Here’s Durocher’s recollection from his book:

[T]he Giants, led by Mel Ott, began to come out of their dugouts…I called off his players’ names as they came marching up the steps behind him, “Walker, Cooper, Mize, Marshall, Kerr, Gordon, Thompson. Take a look at them. All nice guys. They’ll finish last. Nice guys. Finish last…Give me some scratching, diving hungry ballplayers who came to kill you…That’s the kind of guy I want playing for me.”

So, was Durocher’s version correct or was Graham’s? I don’t know, but I’ll add a couple of other pieces to the puzzle, based on my own recent Internet searches of newspaper archives.

In an article published on August 12, 1946 in the Uniontown, Pennsylvania Morning Herald, sports editor Jimmy Gismondi wrote that Dodgers fans “back up their manager [Durocher] when he leaps from his dugout to scream at an ump. ‘Nice guys don’t win pennants,’ the Dodger fans say. And sometimes we think they’re right. How’s Mel Ott doing these days?”

I also found an Associated Press article dated August 13, 1946, written by AP Sports Editor Frank Eck. In it, he said: “Brooklyn fans like their baseball rough. They remember when their heroes were second division duds six straight years in the thirties. But now they have a rough and tumble group to cheer and they love Durocher for saying: ‘Nice guys don’t win pennants.’”

So those articles clearly suggest that “Nice guys don’t win pennants” was a saying commonly used by Durocher and Dodgers fans at the time.
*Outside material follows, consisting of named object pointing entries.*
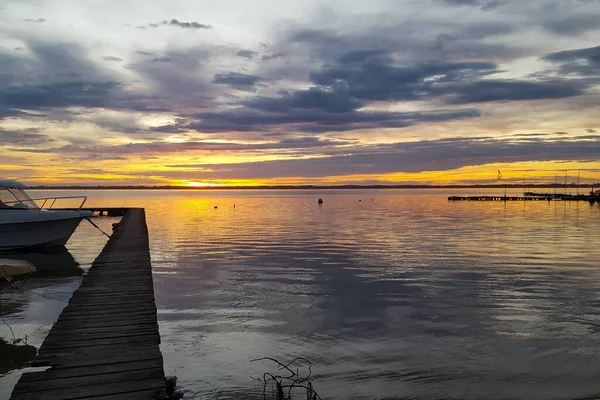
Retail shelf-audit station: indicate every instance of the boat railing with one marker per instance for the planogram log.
(48, 202)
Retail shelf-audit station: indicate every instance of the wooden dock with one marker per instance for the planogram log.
(101, 211)
(105, 344)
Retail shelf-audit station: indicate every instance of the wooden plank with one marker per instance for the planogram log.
(105, 344)
(63, 383)
(91, 371)
(96, 343)
(91, 356)
(82, 392)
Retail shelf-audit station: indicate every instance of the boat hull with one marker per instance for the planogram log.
(37, 234)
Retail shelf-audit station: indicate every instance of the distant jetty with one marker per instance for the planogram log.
(316, 187)
(592, 197)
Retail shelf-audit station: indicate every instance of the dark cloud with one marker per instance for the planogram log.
(175, 22)
(372, 76)
(237, 80)
(463, 2)
(311, 99)
(433, 155)
(161, 59)
(584, 62)
(56, 75)
(247, 54)
(306, 120)
(178, 77)
(159, 147)
(111, 58)
(169, 128)
(500, 90)
(64, 94)
(30, 136)
(571, 25)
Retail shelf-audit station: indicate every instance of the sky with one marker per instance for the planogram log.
(280, 92)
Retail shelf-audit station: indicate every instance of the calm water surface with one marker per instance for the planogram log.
(391, 294)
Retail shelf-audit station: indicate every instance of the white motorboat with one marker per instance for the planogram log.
(24, 223)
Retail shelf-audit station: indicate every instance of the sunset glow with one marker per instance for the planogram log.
(441, 92)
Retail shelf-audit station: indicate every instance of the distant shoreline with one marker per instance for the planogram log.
(309, 187)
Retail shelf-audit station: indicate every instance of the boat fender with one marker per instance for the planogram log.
(177, 394)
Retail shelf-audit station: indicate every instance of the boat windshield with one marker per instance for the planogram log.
(15, 198)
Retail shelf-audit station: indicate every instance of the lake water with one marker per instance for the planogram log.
(390, 293)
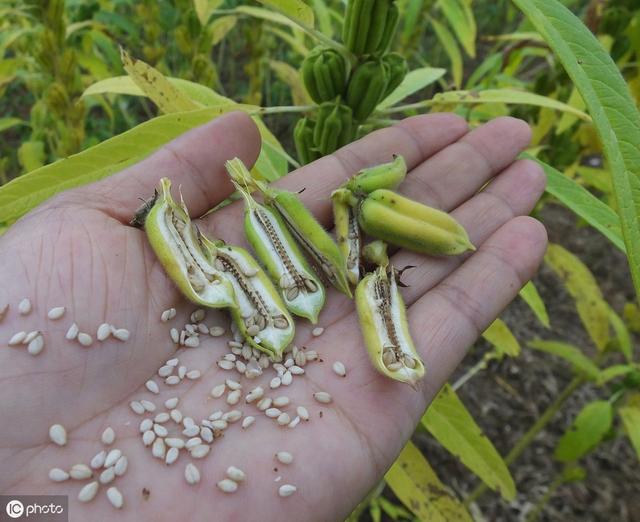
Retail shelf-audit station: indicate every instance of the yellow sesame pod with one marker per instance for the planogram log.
(403, 222)
(385, 329)
(178, 244)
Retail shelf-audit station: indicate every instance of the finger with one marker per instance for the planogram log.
(458, 171)
(416, 139)
(194, 161)
(462, 306)
(513, 193)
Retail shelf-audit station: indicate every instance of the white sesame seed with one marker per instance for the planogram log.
(115, 497)
(302, 412)
(287, 490)
(98, 459)
(88, 492)
(228, 486)
(36, 345)
(193, 375)
(191, 474)
(72, 332)
(121, 465)
(108, 436)
(152, 386)
(284, 457)
(80, 472)
(24, 307)
(103, 332)
(171, 403)
(172, 456)
(58, 434)
(85, 339)
(218, 391)
(17, 338)
(108, 475)
(200, 451)
(122, 334)
(58, 475)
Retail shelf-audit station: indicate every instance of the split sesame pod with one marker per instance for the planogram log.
(178, 244)
(384, 326)
(403, 222)
(383, 176)
(302, 291)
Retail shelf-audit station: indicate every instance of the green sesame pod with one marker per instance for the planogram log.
(403, 222)
(383, 176)
(178, 245)
(385, 329)
(398, 69)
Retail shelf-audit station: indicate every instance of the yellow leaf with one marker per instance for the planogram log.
(418, 487)
(580, 283)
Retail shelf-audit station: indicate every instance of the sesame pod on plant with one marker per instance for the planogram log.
(384, 326)
(403, 222)
(303, 293)
(383, 176)
(179, 246)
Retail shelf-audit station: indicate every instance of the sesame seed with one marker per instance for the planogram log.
(80, 472)
(58, 475)
(108, 436)
(104, 331)
(339, 369)
(24, 307)
(58, 434)
(115, 497)
(72, 332)
(88, 492)
(322, 397)
(228, 486)
(191, 474)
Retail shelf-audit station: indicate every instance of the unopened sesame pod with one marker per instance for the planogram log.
(384, 326)
(403, 222)
(261, 315)
(383, 176)
(302, 291)
(347, 232)
(178, 244)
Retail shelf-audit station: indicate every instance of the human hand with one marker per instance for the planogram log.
(77, 250)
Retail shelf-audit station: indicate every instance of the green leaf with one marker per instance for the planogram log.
(578, 199)
(529, 293)
(630, 416)
(580, 283)
(460, 17)
(501, 337)
(587, 430)
(569, 353)
(449, 421)
(418, 487)
(413, 82)
(451, 49)
(608, 100)
(295, 9)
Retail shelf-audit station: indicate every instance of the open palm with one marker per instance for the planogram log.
(77, 250)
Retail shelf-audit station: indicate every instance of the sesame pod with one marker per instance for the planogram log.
(303, 139)
(303, 293)
(384, 327)
(347, 234)
(179, 246)
(403, 222)
(383, 176)
(366, 88)
(398, 69)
Then I found two news stories from 1948 commenting on a recent article Leo Durocher had written. Durocher’s article was published in the April 1948 issue of Cosmopolitan magazine. The title of the article was “Nice Guys Finish Last.”

Was that title chosen by Durocher based on a quote he coined — or was it created by an editor at Cosmopolitan, who may be the real coiner of the line that Durocher later claimed as his?